Excess E&O Insurer Must Reimburse Defense Expenses Pending Resolution of Insured’s Coverage Dispute with Primary D&O Insurer
The United States District Court for the District of Kansas, applying Kansas law, has held that an excess E&O insurer was required to advance defense costs where coverage under a potentially responsive D&O policy had not yet been resolved and no other coverage was available. Bedivere Ins. Co. v. Blue Cross & Blue Shield of Kansas, Inc., 2019 WL 5819612 (D. Kan. Sept. 30, 2020).
The insured sought E&O and D&O coverage after it was sued in several antitrust class actions. The primary E&O carrier acknowledged coverage and ultimately exhausted its policy. The primary D&O carrier denied coverage, and the insured sued to establish coverage under the D&O policy.
The excess E&O carrier sought a declaratory judgment that the excess E&O policy was not triggered until the primary D&O policy was exhausted. The excess E&O policy stated that it would “not have any obligation to make any payment hereunder unless and until the full amount of the applicable limit of liability of the Underlying Insurance has been paid by the issuer(s) of the Underlying Insurance.” In addition, the primary E&O policy, to which the excess E&O policy followed form, stated that it “shall be excess of and shall not contribute with. . . any other insurance. . . (whether collectible or not)[.]”

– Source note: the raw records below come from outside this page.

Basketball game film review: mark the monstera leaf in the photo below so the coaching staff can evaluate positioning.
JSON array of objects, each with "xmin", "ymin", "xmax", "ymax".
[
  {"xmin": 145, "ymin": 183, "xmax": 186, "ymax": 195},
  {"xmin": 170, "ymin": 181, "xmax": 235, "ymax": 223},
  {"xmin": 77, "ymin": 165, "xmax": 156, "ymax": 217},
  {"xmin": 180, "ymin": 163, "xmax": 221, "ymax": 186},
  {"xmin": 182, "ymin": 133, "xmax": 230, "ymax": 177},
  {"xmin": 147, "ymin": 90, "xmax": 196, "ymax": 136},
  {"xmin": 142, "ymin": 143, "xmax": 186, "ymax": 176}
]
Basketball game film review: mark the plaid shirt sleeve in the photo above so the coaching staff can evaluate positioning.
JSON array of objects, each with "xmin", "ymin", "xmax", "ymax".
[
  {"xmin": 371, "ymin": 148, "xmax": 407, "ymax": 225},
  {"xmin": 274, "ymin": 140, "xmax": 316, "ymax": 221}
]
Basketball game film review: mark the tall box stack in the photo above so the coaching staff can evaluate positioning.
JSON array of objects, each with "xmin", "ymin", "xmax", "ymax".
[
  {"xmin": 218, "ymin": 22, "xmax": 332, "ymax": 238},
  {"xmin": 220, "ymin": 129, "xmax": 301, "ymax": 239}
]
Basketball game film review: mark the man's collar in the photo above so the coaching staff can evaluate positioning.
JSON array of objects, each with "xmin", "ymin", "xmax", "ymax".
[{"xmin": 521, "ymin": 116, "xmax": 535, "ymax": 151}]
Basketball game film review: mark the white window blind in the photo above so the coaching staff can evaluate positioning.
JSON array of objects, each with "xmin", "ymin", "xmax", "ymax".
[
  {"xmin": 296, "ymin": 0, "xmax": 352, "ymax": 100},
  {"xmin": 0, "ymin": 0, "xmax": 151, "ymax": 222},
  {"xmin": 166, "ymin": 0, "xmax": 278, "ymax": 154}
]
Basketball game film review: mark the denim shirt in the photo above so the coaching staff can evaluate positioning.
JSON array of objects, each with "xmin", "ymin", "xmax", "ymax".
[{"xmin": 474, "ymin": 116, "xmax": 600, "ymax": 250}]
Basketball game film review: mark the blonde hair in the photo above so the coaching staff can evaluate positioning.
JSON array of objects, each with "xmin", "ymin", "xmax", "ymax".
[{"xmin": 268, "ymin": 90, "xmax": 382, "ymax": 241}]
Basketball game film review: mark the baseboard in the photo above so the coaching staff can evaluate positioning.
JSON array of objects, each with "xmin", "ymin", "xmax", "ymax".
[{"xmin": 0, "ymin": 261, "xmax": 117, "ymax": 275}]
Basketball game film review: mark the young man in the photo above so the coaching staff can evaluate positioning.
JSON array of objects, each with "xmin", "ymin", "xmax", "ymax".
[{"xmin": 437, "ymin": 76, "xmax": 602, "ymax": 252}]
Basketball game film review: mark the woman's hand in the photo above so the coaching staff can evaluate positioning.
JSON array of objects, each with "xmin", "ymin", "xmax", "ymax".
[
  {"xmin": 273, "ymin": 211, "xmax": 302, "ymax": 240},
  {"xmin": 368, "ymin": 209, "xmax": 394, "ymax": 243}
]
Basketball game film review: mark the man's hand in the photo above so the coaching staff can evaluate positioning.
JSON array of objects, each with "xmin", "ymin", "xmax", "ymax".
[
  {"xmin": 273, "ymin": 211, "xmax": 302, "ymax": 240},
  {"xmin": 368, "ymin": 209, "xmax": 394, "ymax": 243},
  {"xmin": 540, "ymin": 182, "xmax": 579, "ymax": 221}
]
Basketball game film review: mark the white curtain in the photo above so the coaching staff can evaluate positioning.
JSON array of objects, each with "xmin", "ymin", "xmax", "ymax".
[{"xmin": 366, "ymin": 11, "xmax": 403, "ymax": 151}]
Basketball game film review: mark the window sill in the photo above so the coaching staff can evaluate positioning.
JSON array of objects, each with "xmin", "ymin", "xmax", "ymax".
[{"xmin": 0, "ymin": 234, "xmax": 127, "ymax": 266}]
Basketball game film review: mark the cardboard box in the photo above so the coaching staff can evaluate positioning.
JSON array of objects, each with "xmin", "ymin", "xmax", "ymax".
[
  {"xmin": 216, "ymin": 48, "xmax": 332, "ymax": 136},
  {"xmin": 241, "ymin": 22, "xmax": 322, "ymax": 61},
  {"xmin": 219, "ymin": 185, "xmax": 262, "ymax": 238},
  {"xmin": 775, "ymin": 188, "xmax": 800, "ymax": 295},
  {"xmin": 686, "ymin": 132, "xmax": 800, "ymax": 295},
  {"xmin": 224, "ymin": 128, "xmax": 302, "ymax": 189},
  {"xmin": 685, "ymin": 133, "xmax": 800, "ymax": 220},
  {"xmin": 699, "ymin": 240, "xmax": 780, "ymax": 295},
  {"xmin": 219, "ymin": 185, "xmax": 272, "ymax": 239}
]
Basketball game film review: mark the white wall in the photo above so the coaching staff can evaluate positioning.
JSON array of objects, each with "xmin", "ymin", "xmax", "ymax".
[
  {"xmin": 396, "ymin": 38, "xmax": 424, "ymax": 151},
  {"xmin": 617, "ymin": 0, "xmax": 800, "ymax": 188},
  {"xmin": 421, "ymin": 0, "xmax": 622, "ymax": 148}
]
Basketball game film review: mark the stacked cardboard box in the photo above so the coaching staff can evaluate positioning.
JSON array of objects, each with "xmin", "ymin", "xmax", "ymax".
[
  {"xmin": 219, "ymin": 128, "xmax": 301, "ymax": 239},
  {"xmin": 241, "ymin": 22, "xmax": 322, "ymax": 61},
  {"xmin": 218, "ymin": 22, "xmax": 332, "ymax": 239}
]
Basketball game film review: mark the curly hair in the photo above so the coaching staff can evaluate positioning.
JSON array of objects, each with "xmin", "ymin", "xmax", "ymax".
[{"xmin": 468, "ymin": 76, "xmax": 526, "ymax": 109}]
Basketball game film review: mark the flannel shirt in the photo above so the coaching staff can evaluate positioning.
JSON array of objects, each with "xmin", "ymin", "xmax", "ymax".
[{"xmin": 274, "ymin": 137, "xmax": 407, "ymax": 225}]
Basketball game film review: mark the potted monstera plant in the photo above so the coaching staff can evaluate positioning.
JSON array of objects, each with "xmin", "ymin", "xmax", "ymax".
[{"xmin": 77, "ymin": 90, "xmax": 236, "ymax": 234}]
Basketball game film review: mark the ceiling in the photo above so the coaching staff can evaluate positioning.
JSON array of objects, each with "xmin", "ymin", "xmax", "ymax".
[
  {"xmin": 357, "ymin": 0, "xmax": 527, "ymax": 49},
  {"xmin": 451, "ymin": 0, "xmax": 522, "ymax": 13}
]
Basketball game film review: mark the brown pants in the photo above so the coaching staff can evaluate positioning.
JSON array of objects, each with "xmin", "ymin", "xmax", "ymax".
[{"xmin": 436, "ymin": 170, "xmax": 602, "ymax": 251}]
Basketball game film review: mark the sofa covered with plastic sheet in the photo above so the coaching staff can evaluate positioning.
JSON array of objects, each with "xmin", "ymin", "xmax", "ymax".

The insured and the primary D&O carrier filed motions to dismiss, which the court denied. The Executive Summary’s coverage of the court’s prior ruling can be found here. On reconsideration, the court modified its opinion to hold that the excess E&O carrier would need to advance defense costs, subject to its subrogation rights against the D&O carrier. The court explained that “while other insurance clauses often are used to apportion liability among insurers, they generally have ‘no bearing upon insurance companies’ respective obligations to the policyholder.’” The court held that the “whether collectible or not” language in the E&O policies’ other insurance clause was ambiguous, as it could have referred to the other insurer’s insolvency rather than denial of coverage. The court reasoned that the insured should not be worse off for having both E&O and D&O coverage and leaving the insured “without coverage while the existence of other insurance is disputed” would “impose a manifest injustice.”